Helms noted in January that there were 11 days in November of wind of greater than 35 mph, which is too strong for safe completions work, and seven days of temperatures below 10 degrees Fahrenheit, which is too cold to successfully move completion fluids.
The rig count had fallen by 25 since November, he added, to total 156, down from 191 in October.
“Oil price is by far the biggest driver behind the slowdown,” Helms reported. As for completions, “operators report postponing completion work to avoid high initial oil production at very low prices” and while working to place gas-capture infrastructure to meet North Dakota’s flaring-reduction rule.
Hess’ Hill said that deferring completions—in the Bakken or elsewhere—makes no sense. “I’ve heard people talk about that. That’s purely a cash-flow management kind of strategy. But you’ve already got half of the well’s cost sunk. For it to sit there idle with no revenue doesn’t make any sense from a return standpoint. You’re much better off just completing it and getting it onto production.”
While Hess won’t defer completions, paring back drilling does add up. “[On] an unconventional well like in the Bakken, 70% of the NPV is generated in the first three years.
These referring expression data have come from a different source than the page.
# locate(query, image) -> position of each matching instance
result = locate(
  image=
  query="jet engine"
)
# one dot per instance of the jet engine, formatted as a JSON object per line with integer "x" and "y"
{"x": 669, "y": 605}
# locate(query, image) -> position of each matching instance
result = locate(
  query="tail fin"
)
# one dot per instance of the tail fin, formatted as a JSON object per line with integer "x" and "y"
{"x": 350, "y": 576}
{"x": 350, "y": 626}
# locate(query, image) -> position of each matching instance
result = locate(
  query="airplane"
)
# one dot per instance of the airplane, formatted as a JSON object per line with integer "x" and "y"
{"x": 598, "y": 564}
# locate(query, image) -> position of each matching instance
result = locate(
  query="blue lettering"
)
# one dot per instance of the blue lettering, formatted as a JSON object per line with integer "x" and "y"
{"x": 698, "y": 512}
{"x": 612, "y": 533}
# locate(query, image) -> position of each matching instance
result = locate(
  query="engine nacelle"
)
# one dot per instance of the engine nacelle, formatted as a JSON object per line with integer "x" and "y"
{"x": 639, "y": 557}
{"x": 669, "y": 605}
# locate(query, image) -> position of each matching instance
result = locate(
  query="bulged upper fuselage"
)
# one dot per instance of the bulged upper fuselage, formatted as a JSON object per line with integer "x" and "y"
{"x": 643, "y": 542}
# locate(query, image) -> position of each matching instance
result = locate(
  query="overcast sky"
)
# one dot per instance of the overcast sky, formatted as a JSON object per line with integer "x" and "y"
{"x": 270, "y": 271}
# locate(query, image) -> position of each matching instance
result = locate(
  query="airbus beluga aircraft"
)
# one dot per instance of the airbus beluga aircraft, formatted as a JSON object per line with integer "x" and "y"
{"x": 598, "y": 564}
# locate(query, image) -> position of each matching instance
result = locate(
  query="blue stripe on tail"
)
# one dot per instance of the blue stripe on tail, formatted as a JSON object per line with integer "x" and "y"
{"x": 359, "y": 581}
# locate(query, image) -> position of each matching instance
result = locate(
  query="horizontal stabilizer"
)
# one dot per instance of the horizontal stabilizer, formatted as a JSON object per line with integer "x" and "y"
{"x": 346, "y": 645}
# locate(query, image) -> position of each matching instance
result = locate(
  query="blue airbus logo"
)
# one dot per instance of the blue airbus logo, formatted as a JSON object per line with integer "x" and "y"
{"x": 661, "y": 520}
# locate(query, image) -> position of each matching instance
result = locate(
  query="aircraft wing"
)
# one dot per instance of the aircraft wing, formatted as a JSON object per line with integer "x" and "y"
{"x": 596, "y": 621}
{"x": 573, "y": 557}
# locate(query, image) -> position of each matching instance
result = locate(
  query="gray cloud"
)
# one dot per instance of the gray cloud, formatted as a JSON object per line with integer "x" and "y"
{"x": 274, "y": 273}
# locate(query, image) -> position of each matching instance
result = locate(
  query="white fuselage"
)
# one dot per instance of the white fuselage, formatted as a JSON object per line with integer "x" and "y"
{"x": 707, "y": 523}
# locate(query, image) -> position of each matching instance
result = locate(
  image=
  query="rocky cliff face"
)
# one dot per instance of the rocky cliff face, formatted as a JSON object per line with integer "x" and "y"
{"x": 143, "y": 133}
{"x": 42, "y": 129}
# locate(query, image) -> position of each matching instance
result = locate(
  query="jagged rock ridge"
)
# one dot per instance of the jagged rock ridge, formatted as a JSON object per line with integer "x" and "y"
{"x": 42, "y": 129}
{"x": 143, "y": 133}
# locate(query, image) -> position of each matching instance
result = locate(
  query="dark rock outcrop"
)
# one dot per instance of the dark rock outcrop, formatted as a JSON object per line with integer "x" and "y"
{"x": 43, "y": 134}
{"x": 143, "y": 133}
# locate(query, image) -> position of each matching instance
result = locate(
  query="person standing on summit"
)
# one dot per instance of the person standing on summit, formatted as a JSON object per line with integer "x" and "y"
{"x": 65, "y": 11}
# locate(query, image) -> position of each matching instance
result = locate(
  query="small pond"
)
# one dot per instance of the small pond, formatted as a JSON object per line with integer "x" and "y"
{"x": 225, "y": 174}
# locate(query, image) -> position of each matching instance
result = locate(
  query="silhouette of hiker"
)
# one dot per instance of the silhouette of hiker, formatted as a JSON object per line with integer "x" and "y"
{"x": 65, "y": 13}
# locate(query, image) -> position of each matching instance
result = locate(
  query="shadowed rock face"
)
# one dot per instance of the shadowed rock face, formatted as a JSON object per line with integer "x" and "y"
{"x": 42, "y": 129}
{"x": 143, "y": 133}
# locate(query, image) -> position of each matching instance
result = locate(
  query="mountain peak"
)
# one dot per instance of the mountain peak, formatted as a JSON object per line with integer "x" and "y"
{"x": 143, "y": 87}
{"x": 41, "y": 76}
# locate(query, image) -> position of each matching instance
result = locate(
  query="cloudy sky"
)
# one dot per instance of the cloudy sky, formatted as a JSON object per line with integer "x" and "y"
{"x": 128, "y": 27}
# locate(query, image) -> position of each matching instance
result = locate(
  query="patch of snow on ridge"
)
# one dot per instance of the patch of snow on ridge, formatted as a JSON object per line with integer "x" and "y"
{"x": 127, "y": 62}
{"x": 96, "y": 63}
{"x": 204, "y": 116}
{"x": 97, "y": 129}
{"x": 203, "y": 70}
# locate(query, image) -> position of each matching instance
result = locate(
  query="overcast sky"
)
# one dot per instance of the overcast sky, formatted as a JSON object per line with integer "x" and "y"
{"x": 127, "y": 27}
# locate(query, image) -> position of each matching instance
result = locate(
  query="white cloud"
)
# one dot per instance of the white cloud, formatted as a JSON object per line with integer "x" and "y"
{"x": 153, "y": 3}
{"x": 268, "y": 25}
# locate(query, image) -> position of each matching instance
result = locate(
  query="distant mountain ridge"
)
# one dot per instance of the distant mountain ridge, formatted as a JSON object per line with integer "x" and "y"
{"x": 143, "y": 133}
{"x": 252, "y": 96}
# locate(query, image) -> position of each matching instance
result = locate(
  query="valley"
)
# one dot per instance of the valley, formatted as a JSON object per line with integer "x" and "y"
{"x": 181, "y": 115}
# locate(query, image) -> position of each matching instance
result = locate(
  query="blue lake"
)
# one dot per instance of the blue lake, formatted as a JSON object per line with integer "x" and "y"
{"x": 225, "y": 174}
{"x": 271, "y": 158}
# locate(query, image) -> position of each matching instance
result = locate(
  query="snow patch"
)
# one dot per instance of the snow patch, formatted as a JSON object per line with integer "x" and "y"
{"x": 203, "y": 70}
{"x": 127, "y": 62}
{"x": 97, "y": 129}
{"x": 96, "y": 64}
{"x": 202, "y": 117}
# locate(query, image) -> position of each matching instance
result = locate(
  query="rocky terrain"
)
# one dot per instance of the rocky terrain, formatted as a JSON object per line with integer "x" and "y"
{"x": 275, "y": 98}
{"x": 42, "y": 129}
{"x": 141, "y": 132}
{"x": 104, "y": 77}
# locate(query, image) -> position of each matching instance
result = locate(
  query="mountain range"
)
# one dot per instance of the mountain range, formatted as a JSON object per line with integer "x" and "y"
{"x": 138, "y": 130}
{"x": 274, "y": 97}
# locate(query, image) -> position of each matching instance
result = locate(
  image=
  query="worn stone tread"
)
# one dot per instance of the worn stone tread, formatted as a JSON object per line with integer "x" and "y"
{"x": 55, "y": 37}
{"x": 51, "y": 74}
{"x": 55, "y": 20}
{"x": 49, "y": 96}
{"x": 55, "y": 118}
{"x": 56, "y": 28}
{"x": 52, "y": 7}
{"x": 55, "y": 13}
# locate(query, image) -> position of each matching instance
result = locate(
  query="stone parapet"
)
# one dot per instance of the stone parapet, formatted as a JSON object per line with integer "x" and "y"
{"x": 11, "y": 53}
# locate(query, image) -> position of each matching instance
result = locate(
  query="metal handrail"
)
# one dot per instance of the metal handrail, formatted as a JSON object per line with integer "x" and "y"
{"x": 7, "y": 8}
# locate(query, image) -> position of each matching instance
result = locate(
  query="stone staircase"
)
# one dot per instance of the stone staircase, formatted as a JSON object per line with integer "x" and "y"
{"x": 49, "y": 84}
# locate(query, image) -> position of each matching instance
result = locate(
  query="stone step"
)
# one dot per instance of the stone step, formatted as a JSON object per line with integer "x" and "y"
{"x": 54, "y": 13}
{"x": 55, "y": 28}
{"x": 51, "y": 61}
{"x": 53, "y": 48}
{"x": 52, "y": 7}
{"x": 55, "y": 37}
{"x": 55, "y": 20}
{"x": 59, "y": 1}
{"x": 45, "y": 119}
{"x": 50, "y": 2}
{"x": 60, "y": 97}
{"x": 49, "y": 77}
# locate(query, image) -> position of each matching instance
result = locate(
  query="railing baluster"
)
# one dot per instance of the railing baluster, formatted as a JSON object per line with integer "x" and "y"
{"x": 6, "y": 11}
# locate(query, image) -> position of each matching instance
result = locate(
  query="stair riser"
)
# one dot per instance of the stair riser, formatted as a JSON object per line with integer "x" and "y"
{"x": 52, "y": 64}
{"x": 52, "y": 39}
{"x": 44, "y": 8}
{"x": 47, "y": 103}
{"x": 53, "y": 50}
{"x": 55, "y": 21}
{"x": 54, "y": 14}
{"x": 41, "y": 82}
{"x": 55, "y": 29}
Outside the core of the core, it just makes sense to defer until the price comes back up—and we believe it will come back up.”
As for operators who are canceling rig contracts, Tudor, Pickering, Holt & Co. (TPH) analysts reported in late January that they were “still floored that [Helmerich & Payne Inc.]—the largest U.S. land driller and the land-drilling industry ‘gold standard’—is guiding its first-quarter, U.S., land-revenue days down 25% quarter-over-quarter.”
The analysts said they were revisiting their own “overall U.S.-land-rig-count decline—i.e., trajectory and magnitude—assumptions as well.”
But the cost of canceling rig contracts may pay off in a $45 WTI environment, they added. The fee for terminating the contracts is a small part of the well’s total cost. “For example, on a Bakken well costing some $10 million, even a rig with a high $20,000 dayrate only represents a little over 5% of the well cost,” they reported. “With low oil prices, why would an E&P obligate itself to spend the other [roughly] 90% of the well cost just because a rig is contracted? The … buyout is typically the remaining cash margin on a contract, so early terminations cost some $5 million per year of contract remaining for many rigs. [It’s] not too onerous.”